その後、トロイは家に戻り庭で一人酒を飲んでいました。庭にはフェンスが完成していました。すると、そこにコーリーが戻り、トロイに反抗的な態度を示してきました。ゲイブのお金で家を建てたこと、ローズを悲しませていること、コーリーにとってずっと恐怖の存在だったこと…コーリーはすべてをぶちまけ、トロイが愛用するバットを持って父親と対峙しました。しかし、攻撃は不発に終わりトロイはコーリーを圧倒、家から追い出してしまいます。その直後、トロイはふいに死に神の気配を感じ、バットを手にしました。「俺は手ごわいぞ」と死に神に語り掛けながら、トロイはバットを構え庭の向こうをにらみつけました。

それから数年後、庭でトロイの娘レイネルが遊ぶ中、家の中には喪服姿のボノ、ライオンズが待機していました。トロイが亡くなり、この日葬儀が行われることになっていたのです。家を出た後、アメリカ海兵隊に入隊し、伍長にまで昇りつめたコーリーも久々に家に戻って来ました。誇らしげにコーリーを迎える家族たち。今もミュージシャンの夢を追うライオンズは、コーリーにトロイの選手時代の話を語り始めました。三連続三振の後場外ホームランを打った父親を、ライオンズは誇らしく思っていました。しかし、コーリーは葬儀に出席しないと決めていました。影のようにつきまとう父親を一度くらい拒否したいと望んだのです。

ローズはそんなコーリーにトロイが自分そのものを息子に託したと語り、間違いがあってもすべては息子のためを思ってしたことと諭してきました。そして、ローズはトロイと出会ったときの情熱、家庭においてあまりにも大きいトロイの存在感を振り返り、そして今レイネルのおかげで人生をやり直せていることを認めました。トロイがコーリーにしたように、レイネルに最高のものを与えると語ると、ローズは葬儀の準備に戻って行きました。

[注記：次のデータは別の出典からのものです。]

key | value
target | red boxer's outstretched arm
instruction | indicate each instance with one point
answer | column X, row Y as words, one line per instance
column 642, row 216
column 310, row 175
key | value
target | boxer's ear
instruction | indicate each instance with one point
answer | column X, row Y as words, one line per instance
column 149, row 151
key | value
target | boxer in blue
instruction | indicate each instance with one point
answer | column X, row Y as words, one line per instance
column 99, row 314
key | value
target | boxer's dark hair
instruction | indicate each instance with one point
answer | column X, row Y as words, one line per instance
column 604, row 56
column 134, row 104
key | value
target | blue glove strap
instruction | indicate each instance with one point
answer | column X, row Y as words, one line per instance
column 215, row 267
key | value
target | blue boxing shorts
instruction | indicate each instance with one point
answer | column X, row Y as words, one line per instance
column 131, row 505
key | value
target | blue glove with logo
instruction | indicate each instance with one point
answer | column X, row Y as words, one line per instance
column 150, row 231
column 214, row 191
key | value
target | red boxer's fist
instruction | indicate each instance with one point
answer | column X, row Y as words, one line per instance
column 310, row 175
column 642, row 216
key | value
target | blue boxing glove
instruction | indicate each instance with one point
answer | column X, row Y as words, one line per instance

それと入れ替わりに幼いレイネルが現れ、コーリーになついてきました。トロイがよく口ずさんでいた歌を歌うコーリーとレイネル。すると、そこにゲイブがトランペットを持って現れ皆を驚かせました。ゲイブは庭に立ち、「聖ペテロに門を開けてもらう」と言ってトランペットを構えました。古びたトランペットからはなかなか音が出ませんでしたが、ゲイブが天にいるトロイに語り掛け再び吹くと、やっと高らかな音がトランペットから出ました。それと同時に、雲間から美しい太陽が現れ温かな光がトロイの家族たちを包みました。「これでいい」。そう言って笑顔で家を出て行くゲイブ。ローズ、コーリー、ライオンズはしばらく立ち尽くし、この奇跡的な光景を眺めていました。

みんなの感想

ライターの感想

出っ張った大きなお腹、下町独特の言葉遣い、そして息子への心無い言葉の数々…デンゼル・ワシントンの毒親演技が冴えわたった作品です。その一方で、ここまでひねくれるに至った理由が少しずつ明かされ、複雑な思いを抱えている主人公に共感したくなる場面も少なからずあるのが憎いと思いました。また、主人公の妻を演じたヴィオラ・デイヴィスの演技にも注目です。ときにはデンゼル・ワシントンを圧倒し、観ている側まで息が詰まってくるような迫力ある演技を見せています。どうしてこれだけ魅力的な作品が日本未公開に終わったのか、とても不思議です。